Considéré à plus de cent ans de distance, ce court essai conserve une réelle fraîcheur de lecture. Il invite à butiner l’une ou l’autre remarque, formule ou recommandation liée à l’éducation des enfants. Celle-ci suppose nécessairement la physiologie et l’hygiène. La beauté n’est que la splendeur de la santé » pense en effet Thrank Spirobeg en citant Bossuet. L’enfant sera donc « prémédité », en quelque sorte un fruit intentionnel et non « le résultat peu désiré d’une négligence ou d’un hasard malencontreux ». Plaisir et reproduction doivent être distingués ! Il recommande la naissance en juin ou juillet afin d’éviter « les emmaillotements absurdes et cruels qui nuisent à l’organisme ».
L’auteur explique aussi que l’accouchement « détermine un choc de froid et un éblouissement de lumière » douloureux pour le nouveau-né. Il engage par conséquent la future mère à mettre au monde l’enfant dans une chambre chauffée à la faible clarté. Il déconseille l’habitude transmise à l’enfant de se faire dorloter, de manger des bonbons et des sucreries lesquels nuiraient à la formation de l’esprit : la mauvaise denture entraînerait une mauvaise digestion, par là des maux de têtes et une lourdeur du cerveau. D’autres considérations physiologiques sont marquées au sceau du positivisme de l’époque qui a influencé l’étudiant Konica. Spirobeg considère plus loin qu’une importance excessive est accordée à la gymnastique, comparée à des jeux de foire, et privilégie la nage, le canotage ou les excursions pédestres.
L’atmosphère dans laquelle évolue l’enfant a aussi son importance. Calme et sourire, préconise Thrank Spirobeg. Il recommande ainsi d’éviter les querelles, les manifestations outrancières de joie ou de douleur, les propos haineux, médisants ou obséquieux, en sorte que le cerveau de l’enfant, libre d’impression, puisse graver des idées nées de la méditation. Il n’est jamais trop tard pour apprendre à lire et écrire dit plus loin l’auteur. Au contraire, l’enseignement prématuré est une activité inutile et épuisante. Thrank Spirobeg fait l’éloge de la Belgique, « petit pays de clarté » qui n’a pas commis « la criminelle erreur de l’enseignement prématuré » : « Sous le nom de jardins d’enfants, il existe dans toute la Belgique des écoles élémentaires où l’enseignement –purement oral – s’entremêle de jeux. Les enfants y fréquentent jusqu’à l’âge de six ans. » Curieusement, l’âge de l’apprentissage de la lecture varierait selon le pays de naissance : vers 13 ans dans les pays méridionaux et 15 ans dans les pays nordiques.

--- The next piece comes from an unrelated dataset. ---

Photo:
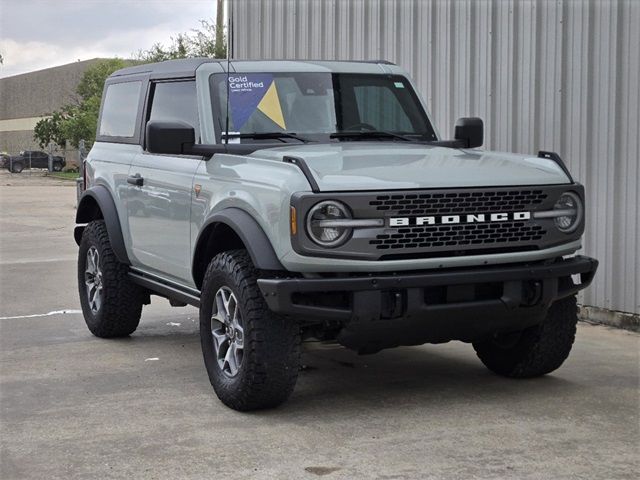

Spirobeg déplore que la « fonction éminemment belle d’éducateurs de l’humanité [soit] exercée par des mercenaires ignorants ». Et de plaider pour une amélioration substantielle des conditions financières des professeurs, à hauteur de l’amour du métier que l’on exige d’eux et de leur connaissance des besoins de l’enfant. Il dénonce les pensionnats, « ces prisons absurdes » et exhorte d’éviter « avec le plus grand soin de parler devant l’enfant pour ou contre Dieu », distinguant la pensée libre de la « passion antireligieuse » laquelle « est moins de l’athéisme qu’une religiosité pervertie ». Il revendique « la méthode analytique qui va du connu à l’inconnu, de l’effet à la cause » car « c’est la seule méthode rigoureusement rationnelle ». Appliquée à l’histoire, cette méthode consiste à « expliquer une époque inconnue par une époque connue, commencer par l’histoire contemporaine et finir par l’histoire de la plus haute antiquité ». Et de conclure laconiquement : « Actuellement, on enseigne l’histoire à rebours. » Quant à l’enseignement des langues, Thrank Spirobeg suggère de le dispenser à la fin de l’éducation de l’élève, selon ses voyages entrepris et ses préférences.
L’éducation prépare à la vie adulte : les attitudes adoptées et la pertinence des idées dépendent « de la bonne ou mauvaise méthode de penser, ou, simplement, de l’absence de toute méthode ». Le dernier cas de figure demeure très actuel.